Voici le texte qui est affiché à côté des portraits des travailleurs de l'hôtel BAUEN au carré d'art, à Chartres de Bretagne près de Rennes.
toujours les photos:
expo portraits des travailleurs de l'hotel BAUEN
Tentative de témoignage d’une rencontre
Le portrait a toujours été une façon de documenter une réalité, une époque. Pourtant, depuis la photo d’un argentin appelé Ernesto Guevara réalisée par Alberto Korda, tout le monde sait maintenant que le portrait peut aussi devenir icône puis mythe. Mais le portrait de cet illustre personnage est serré et dépourvu d’élément le liant à toute temporalité. Mettant le “Che” au-dessus de toute contingence, cette image s’emploie à mettre en valeur un regard que l’on pourrait qualifier d’idéaliste.
Si les portraits des travailleurs de l’hôtel BAUEN sont également des portraits d’argentins, la démarche est diamétralement opposée. Ici, le décor est un élément fondamental du portrait. Les travailleurs de l’hôtel BAUEN, comme beaucoup d’autres en Argentine n’ont pas choisi la situation qui les a poussée à travailler sans patron. La présence du lieu de travail dans l’image est là pour rappeler que la vie de ces personnes est inévitablement liée aux contingences historiques, économiques et sociales.
Sans doute, l’histoire est le lien le plus intense entre le photographe, (c’est-à-dire moi) et les personnes photographiées… Mon accent, quand je parle espagnol, m’oblige à me présenter et à raconter d’où je viens… “je suis né en Uruguay, mais je vis en France parce que mes parents ont dû fuir avec moi la situation politique des années 70”. Le changement d’attitude est parfois indicible, parfois plus visible.
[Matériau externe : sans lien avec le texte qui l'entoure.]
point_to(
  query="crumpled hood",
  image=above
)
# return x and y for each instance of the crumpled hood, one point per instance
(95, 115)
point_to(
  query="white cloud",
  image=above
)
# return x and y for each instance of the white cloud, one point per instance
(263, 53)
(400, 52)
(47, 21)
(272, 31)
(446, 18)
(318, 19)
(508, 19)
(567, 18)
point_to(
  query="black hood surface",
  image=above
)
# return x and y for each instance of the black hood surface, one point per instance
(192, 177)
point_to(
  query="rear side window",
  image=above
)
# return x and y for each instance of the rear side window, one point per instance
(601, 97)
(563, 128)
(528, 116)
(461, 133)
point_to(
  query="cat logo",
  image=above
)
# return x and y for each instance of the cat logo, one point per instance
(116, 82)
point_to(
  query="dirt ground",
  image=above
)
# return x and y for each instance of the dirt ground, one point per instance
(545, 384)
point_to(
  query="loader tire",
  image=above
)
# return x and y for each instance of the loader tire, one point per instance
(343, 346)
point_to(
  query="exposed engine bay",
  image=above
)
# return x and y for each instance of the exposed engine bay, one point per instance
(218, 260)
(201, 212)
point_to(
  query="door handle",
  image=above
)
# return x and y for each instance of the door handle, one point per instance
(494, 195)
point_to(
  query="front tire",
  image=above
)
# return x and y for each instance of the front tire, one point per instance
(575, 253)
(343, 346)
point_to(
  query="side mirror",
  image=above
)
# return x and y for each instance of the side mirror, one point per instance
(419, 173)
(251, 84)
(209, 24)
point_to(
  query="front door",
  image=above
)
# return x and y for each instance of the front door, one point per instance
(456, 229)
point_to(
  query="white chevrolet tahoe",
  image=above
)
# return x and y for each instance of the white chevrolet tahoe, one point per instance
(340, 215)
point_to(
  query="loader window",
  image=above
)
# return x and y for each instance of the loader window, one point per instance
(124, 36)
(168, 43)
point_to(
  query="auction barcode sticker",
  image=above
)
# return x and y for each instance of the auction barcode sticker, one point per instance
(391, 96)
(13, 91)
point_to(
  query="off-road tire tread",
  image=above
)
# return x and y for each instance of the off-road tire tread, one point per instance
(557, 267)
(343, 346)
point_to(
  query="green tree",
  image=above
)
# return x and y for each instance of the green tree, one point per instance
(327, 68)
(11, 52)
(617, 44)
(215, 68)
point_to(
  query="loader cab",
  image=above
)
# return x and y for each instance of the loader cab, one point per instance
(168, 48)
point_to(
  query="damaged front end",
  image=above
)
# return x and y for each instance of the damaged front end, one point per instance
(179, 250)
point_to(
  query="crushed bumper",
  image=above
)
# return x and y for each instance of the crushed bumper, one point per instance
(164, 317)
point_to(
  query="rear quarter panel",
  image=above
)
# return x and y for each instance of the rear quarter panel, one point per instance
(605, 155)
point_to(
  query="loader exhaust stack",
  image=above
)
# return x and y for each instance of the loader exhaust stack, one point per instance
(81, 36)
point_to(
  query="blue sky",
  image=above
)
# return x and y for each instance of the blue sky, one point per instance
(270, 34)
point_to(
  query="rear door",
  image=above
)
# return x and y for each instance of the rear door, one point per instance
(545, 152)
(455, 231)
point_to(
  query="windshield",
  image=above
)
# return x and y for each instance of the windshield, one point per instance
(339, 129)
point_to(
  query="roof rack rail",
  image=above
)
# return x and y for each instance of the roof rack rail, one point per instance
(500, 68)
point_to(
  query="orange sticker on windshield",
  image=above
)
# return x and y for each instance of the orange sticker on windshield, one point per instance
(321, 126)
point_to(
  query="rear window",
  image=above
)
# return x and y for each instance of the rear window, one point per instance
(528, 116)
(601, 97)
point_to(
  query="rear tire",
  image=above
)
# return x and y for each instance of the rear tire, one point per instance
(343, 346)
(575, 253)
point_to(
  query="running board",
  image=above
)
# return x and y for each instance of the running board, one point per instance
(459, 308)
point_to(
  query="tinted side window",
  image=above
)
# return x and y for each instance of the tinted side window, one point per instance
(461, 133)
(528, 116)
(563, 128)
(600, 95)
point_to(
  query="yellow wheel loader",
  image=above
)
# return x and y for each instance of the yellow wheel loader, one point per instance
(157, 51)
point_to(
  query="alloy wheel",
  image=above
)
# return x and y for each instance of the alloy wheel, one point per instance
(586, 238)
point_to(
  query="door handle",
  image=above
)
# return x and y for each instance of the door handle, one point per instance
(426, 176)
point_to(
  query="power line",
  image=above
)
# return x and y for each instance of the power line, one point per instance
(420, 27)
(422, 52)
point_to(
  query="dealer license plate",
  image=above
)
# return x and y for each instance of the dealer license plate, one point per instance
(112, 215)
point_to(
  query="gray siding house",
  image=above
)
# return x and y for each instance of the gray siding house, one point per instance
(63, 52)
L’économie est liée à l’existence même de cette coopérative de travailleurs. Le “crash” de décembre 2001 étant l’élément déclencheur de cette “aventure”. La situation économique apparaît dans les images grâce à des éléments à première vue anodins comme la forme un peu ancienne d’un téléviseur de surveillance, comme les ustensiles de cuisine… Des éléments, (espérons-le pour ces images) qui devraient, un jour peut-être, témoigner avec plus d’émotion d’une condition donnée, lointaine dans le passé.
Le facteur social est plus complexe. Comme toujours, pour le portrait, les visages racontent. La photographie ne reste qu’un vecteur, qui tente, dans ce cas, le témoignage. Celui de la rencontre avec la volonté et la lutte. Des volontés et des luttes individualisées par le choix de la forme photographique parce que ces personnes n’avaient pas, pour la plupart, fait le choix d’un engagement politique et incarnent pourtant aujourd’hui un symbole. La simplicité de ces travailleurs m’a touché… Ceux qui regarderont ces images, je l’espère, pourront imaginer un neveu, une sœur, un parent…
Le crash économique de 2001 a détruit une certaine partie de l’organisation sociale. Les travailleurs de l’hôtel BAUEN, comme bien d’autres en Argentine ont été pris dans la tourmente et ont choisit eux-mêmes leur nouvelle forme organisationnelle. Cette expérience si elle m’apparaît admirable, a néanmoins été tentée par des gens « comme tout le monde ».
Si un crash se produisait demain en France…Peut-être serions-nous obligés de nous inspirer de ces expériences.